介護で読み解く 生きることの本質を考える 【お金は稼ぐことが目的になってはいけない】
生きることの本質を考える
みなさんにとって生きることとはどういうことか?
介護を通して考えてみました。
介護施設で生活する方の生きる感覚とは?
介護施設に入所された方はいわば意思が制限されます。
外出したいときに気軽に外出するのは難しいし、身体の調子が悪くなっても病院へ受診しに行くのにもわざわざ話を各所に通さないといけません。
そんな環境で生きることってどういうことなんでしょうか?
もちろん人の感覚を完全に知ることはできないのでどうしても推察になってしまいますが、まず言えることは「今いる環境を疑わなくなる」ということ。
私は特養で働いていますが、入所してこられる方の行動はある程度パターンがあります。
簡単に言うと「泊まりの感覚で生活が始まる⇛帰りたい願望が強くなる⇛しだいに諦めて帰りたい訴えがなくなる⇛生きることの気力が鎮静していく⇛筋力が落ちる・・・」というのがおおむねのパターンです。
とくに施設での生活が始まってから帰りたい願望を訴えない人はかなりまれです。
これは仮に私たち一般の人間が生活環境を強制されることを想像しても同じように思うのではないでしょうか。
ここで私が注目したいのは「帰りたい訴えがなくなって生きる気力が鎮静する」こと。
つまり人間は今いる環境を我慢してしまう生き物だということです。
考えてもどうにもならないと本能で察してしまうと、今の環境を正当化する性質があるようです。
これは私たちの労働環境にも当てはまる
そしてこれは私達の労働環境にもそっくり当てはまると思います。
やめたいとかしんどいとか言う声は多く聞かれるわりに実際に転職したりやめていく人はそんなにいない。
これはなぜかというと「次の仕事が見つかりにくい」とか「家庭があるのですぐに行動できない」とかいろいろ理由はあるでしょうが大きくいうと「今の環境を我慢できるから」だと思います。
まず前提として、我慢できない環境ならとっくにやめているわけです。
続けているということは我慢できているということ。
もしくはストレスがないということ。
我慢することは自分にとってプラスになるのか?
ここで考えてほしいのは「我慢すること=自分の人生をプラスにできること」だと勘違いしてしまっていないかということ。

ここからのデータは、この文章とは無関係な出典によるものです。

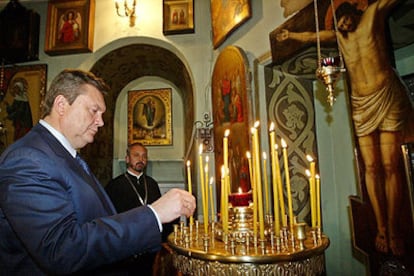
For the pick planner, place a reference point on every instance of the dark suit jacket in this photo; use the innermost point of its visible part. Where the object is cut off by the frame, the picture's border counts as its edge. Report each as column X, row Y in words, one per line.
column 56, row 219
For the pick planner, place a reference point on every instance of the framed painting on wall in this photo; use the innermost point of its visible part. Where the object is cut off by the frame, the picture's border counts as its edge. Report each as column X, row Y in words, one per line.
column 178, row 16
column 69, row 27
column 149, row 117
column 22, row 89
column 231, row 111
column 226, row 17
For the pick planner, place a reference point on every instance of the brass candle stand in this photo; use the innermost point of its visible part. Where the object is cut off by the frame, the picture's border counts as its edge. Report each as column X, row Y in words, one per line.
column 239, row 249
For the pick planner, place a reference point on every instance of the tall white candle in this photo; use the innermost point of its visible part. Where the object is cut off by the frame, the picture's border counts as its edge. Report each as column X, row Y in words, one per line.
column 257, row 173
column 265, row 185
column 202, row 184
column 287, row 179
column 190, row 189
column 312, row 189
column 274, row 157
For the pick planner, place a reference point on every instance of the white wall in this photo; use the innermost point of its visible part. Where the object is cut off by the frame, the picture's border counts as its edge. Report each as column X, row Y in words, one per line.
column 336, row 162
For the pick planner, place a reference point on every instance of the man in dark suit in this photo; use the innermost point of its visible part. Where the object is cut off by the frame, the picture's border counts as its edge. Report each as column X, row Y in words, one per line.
column 135, row 188
column 55, row 217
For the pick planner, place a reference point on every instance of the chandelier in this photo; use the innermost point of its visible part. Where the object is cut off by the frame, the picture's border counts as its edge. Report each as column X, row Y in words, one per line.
column 127, row 11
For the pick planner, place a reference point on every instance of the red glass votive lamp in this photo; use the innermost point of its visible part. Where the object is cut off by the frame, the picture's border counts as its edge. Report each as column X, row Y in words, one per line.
column 240, row 199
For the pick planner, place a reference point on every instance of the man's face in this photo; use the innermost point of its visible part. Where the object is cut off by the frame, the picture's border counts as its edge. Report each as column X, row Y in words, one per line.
column 137, row 158
column 80, row 120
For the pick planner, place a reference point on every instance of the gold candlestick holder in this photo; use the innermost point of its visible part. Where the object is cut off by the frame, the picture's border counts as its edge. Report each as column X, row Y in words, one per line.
column 217, row 252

さきほども言ったように人は自分が今いる場所を正当化してしまう性質があります。
まわりに「やめたい」といつも愚痴ってしまっていたりしませんか?
しんどいことを見せるのが仕事になってしまっていませんか?
本当に自分が考えるべきなのは「この場所は自分の幸せにつながるか」です。
お金は稼ぐことが目的になってはいけない
幸せや仕事について考えたとき、「収入面」や「給料」、もしくは「社会的な立場」が欲しくて選んだり考えたりしていませんか?

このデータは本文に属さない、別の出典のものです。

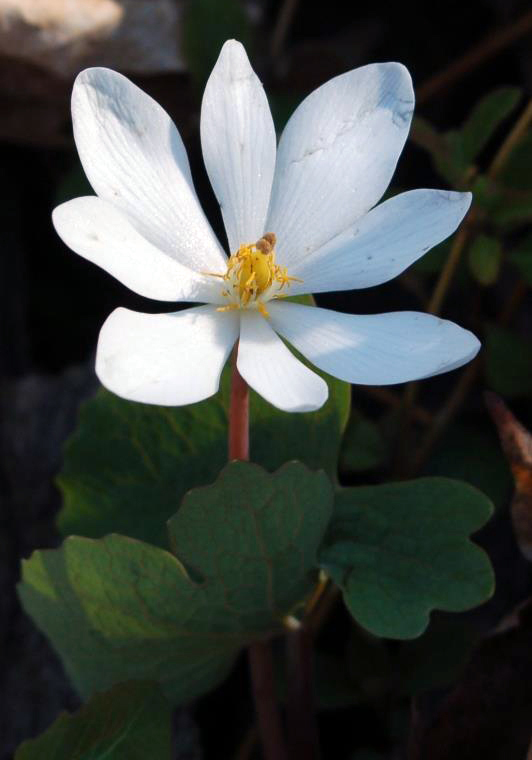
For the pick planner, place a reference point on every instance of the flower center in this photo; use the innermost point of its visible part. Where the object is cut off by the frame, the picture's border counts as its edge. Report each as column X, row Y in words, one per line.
column 253, row 278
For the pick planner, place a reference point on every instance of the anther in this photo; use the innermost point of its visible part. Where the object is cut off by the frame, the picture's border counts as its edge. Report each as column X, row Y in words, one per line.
column 267, row 243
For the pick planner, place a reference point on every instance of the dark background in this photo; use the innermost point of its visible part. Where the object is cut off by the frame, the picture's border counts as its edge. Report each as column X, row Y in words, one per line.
column 52, row 304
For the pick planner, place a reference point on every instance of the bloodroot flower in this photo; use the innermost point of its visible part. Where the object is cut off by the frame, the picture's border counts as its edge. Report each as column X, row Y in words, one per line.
column 299, row 217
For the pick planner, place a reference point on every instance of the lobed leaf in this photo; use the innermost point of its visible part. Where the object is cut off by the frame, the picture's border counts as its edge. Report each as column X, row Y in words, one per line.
column 132, row 721
column 128, row 465
column 399, row 550
column 117, row 608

はっきりさせておきたいのは、お金は使って経験を満たすことが目的であって稼ぐこと自体に大きな意味はないということ。
もしお金だけがあったとしてもそれを使えないのであれば意味がありません。
本当に得たいのは食事であったり楽しい時間であったり生活環境であったり。
何がほしいのかを明確にしておかなくてはいけません。
それこそ介護施設での生活になると自分でお金を使って経験を満たすことが制限されてしまいます。
だからこそ「お金は稼ぐことが目的になってはいけない」のです。
まとめ
- 今の環境にいることを正当化している自分がいることに気づく
- 本当に自分が必要としていること、必要なもの、必要な環境を常に意識する
- お金にとらわれすぎない、経験や体験を満たしていく
介護施設で生活することになっても、そのときにまわりにいる人を豊かにできるぐらい自分の人生を満たしましょう!
そして私たち介護士はそんな利用者の方の生活を彩れるように、人生のページをしっかりつくる手伝いができるように関わっていきましょう!